Some protesters, while not endorsing violence, say the images of police pepper-spraying peaceful protesters, using their bikes as weapons and lobbing flash-bang grenades into crowds only hardens their resolve.

“It is funny to see that the response to protesting against police brutality was police brutality,” said Jason Beverly, a demonstrator and a founder of Engage.

“One thing we’ve learned is that if you start shooting and gassing people, it’s not likely they’re going to go home,” said Dana Fisher, a professor of sociology at the University of Maryland, and author of “American Resistance,” a book on recent protest movements and politics. “There’s not a lot of precedence showing that tamping down a protest will help.”

The Trump administration’s decision to deploy federal agents to Portland, along with threats to do the same in Seattle, served to outrage even more people.

“Once that cycle starts, it’s very hard to stop it,” Fisher said. “Then what you have is people showing up because they are angry about the police reaction, where Black Lives Matter may not have been the primary reason for them to demonstrate.”

There is also a long history of violence in protests, and it doesn’t always play out the same way.

In eulogizing Rep. John Lewis on Thursday, former President Barack Obama recalled 1965’s Bloody Sunday, when Lewis marched with civil rights protesters across the Edmund Pettus Bridge in Selma, Alabama, only to be beaten by state troopers, his skull broken.

“That day, the troopers thought they’d won the battle,” Obama said. “Except this time there were some cameras there, this time the world saw what happened.”

Those protests led directly to some of the strongest civil rights legislation the U.S. has ever passed, including the Voting Rights Act.

“Those pieces of legislation would have remained in draft form without the nationwide, organized protests,” said David Perez, a lawyer in two separate lawsuits attempting to stop Seattle police’s use of crowd control weapons. “Protesters were labeled as not peaceful, as violent. But you can’t label an entire protest movement based on the actions of a few who attended that protest.”

But later in the 1960s, a shift to more militant protesting strategies, Gregory said, “alienated lots and lots of people – white people – and certainly enabled or helped Richard Nixon become president.”

‘They will find a way’

The novel coronavirus pandemic has ironically provided fertile ground for the protest movement, even as it makes every gathering more dangerous. People were cooped up for months, in a heightened state of anxiety, before the nation erupted at the video of Floyd’s death.

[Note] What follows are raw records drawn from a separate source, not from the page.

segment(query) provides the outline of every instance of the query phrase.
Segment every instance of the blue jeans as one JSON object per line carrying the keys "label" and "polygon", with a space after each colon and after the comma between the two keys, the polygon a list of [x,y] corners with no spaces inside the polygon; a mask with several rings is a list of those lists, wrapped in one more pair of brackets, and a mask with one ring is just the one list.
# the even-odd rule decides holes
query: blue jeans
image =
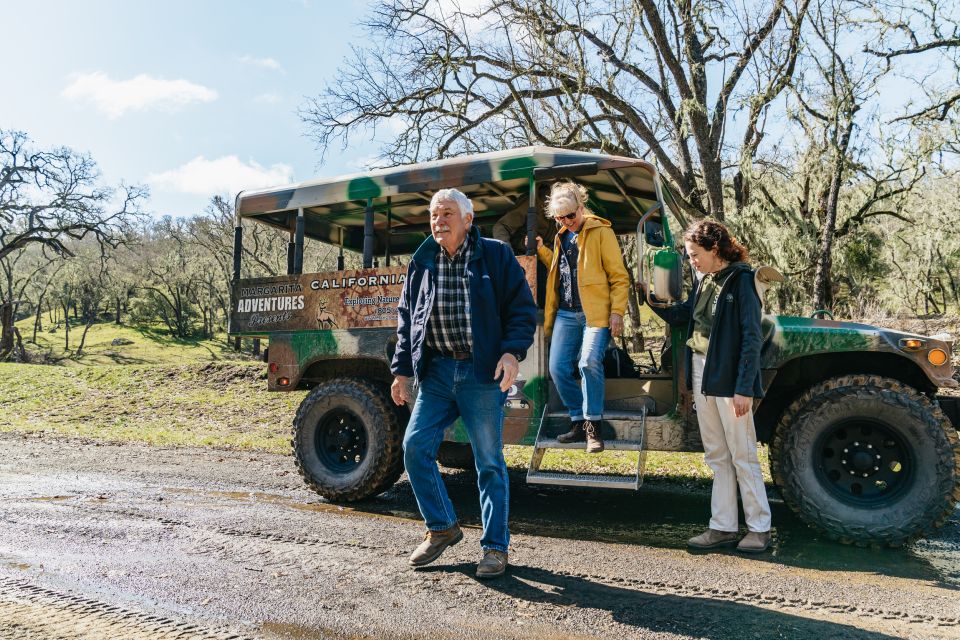
{"label": "blue jeans", "polygon": [[467,427],[477,465],[484,549],[507,551],[510,481],[503,459],[503,402],[498,383],[478,383],[473,360],[433,356],[427,364],[413,413],[403,437],[403,463],[420,514],[431,531],[457,522],[453,504],[437,468],[443,432],[457,416]]}
{"label": "blue jeans", "polygon": [[[610,329],[588,327],[583,312],[557,309],[550,341],[550,377],[571,420],[603,417],[603,354],[610,342]],[[574,376],[580,369],[580,382]]]}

Millions remain out of work and out of school, with time on their hands. Others are working from home, with flexible schedules.

Joy, the King County Equity Now organizer, said the virus had given people not only time to get involved, but a prompt to reevaluate society.

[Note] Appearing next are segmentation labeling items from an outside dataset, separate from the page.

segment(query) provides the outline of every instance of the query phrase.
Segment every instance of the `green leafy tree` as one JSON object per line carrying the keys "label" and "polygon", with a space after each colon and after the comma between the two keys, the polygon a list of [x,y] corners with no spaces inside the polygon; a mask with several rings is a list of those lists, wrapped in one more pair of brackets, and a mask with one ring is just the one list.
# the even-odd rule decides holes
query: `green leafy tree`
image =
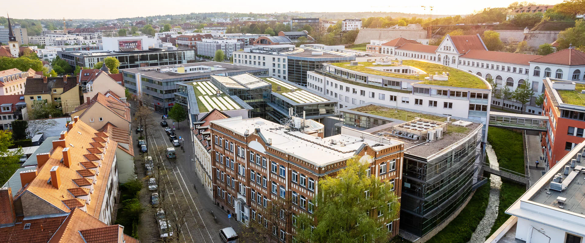
{"label": "green leafy tree", "polygon": [[16,169],[20,168],[19,159],[22,155],[22,149],[15,152],[8,151],[13,145],[12,133],[0,130],[0,184],[2,185],[4,185]]}
{"label": "green leafy tree", "polygon": [[168,118],[177,122],[177,127],[178,128],[179,123],[187,119],[187,111],[185,110],[185,108],[183,106],[175,104],[168,111]]}
{"label": "green leafy tree", "polygon": [[[319,181],[315,200],[318,206],[313,217],[306,213],[298,216],[297,237],[301,242],[371,242],[387,239],[384,225],[396,219],[400,204],[390,184],[367,175],[370,164],[362,159],[364,158],[348,160],[347,167],[335,177],[326,176]],[[378,211],[383,217],[377,217]]]}
{"label": "green leafy tree", "polygon": [[24,120],[16,120],[12,124],[12,139],[20,140],[26,138],[26,129],[29,122]]}
{"label": "green leafy tree", "polygon": [[538,55],[546,55],[555,52],[555,49],[552,48],[549,43],[545,43],[538,46]]}
{"label": "green leafy tree", "polygon": [[500,33],[493,30],[488,30],[483,33],[482,38],[484,44],[487,50],[492,51],[499,51],[504,48],[504,43],[500,40]]}
{"label": "green leafy tree", "polygon": [[560,31],[556,42],[559,43],[557,51],[566,49],[570,44],[573,44],[573,47],[585,45],[585,21],[582,19],[576,20],[575,27]]}
{"label": "green leafy tree", "polygon": [[530,101],[531,97],[534,95],[534,91],[532,90],[530,83],[526,82],[524,83],[518,84],[514,91],[512,98],[522,104],[522,110],[524,111],[524,105]]}
{"label": "green leafy tree", "polygon": [[223,51],[218,50],[215,51],[215,57],[214,58],[214,61],[215,62],[223,62],[225,59],[225,55],[223,54]]}
{"label": "green leafy tree", "polygon": [[264,34],[270,34],[271,36],[274,36],[276,35],[276,33],[274,33],[274,30],[273,30],[272,28],[271,28],[270,27],[269,27],[268,28],[266,28],[266,30],[264,31]]}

“There’s something incredibly powerful about certain rhythms being disrupted, you’re not getting hit by the same stimuli,” he said. “It comes around once a generation where you get a little more time to just think critically about larger issues. I feel like that’s what’s happening now.”

Fisher predicted sustained protests through the election.

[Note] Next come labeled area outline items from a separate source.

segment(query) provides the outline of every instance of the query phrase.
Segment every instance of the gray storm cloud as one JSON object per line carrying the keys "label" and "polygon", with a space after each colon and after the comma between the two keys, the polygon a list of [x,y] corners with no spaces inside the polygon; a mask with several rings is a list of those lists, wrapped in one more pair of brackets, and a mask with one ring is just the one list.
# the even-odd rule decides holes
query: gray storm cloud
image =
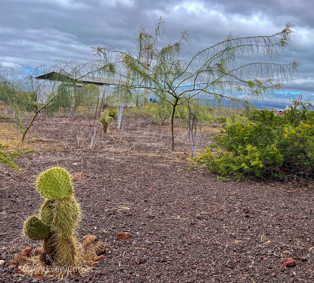
{"label": "gray storm cloud", "polygon": [[312,1],[2,0],[0,10],[0,64],[13,67],[20,77],[57,60],[91,60],[91,46],[132,50],[136,31],[147,26],[152,31],[160,16],[167,28],[165,44],[188,30],[186,58],[230,32],[235,37],[272,34],[291,21],[295,40],[276,61],[300,62],[299,77],[285,89],[314,95]]}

“People watching police beat people up will bring more people into the streets. As a result, we are primed for all of this to continue,” she said. “Think of it as the summer of our discontent.”

Nyasha Sarju, an organizer with Black Collective Voice and a paraeducator at Interagency Academy, an alternative public high school in Seattle, said the future of the movement will depend on people’s willingness to do the work when circumstances are less convenient.

When school starts in the fall, she’ll have a lot less time to plan and attend protests. Still, she says, the movement isn’t confined to rallies and marches. She’ll work to agitate Seattle Public Schools from within, “call them out on their progressive language that doesn’t turn into actual action.”

“If this matters to folks, they will find a way, they will cut back on their hours at work if they make a lot of money,” Sarju said. “People have to give things up if they want to stay in this movement in meaningful way.”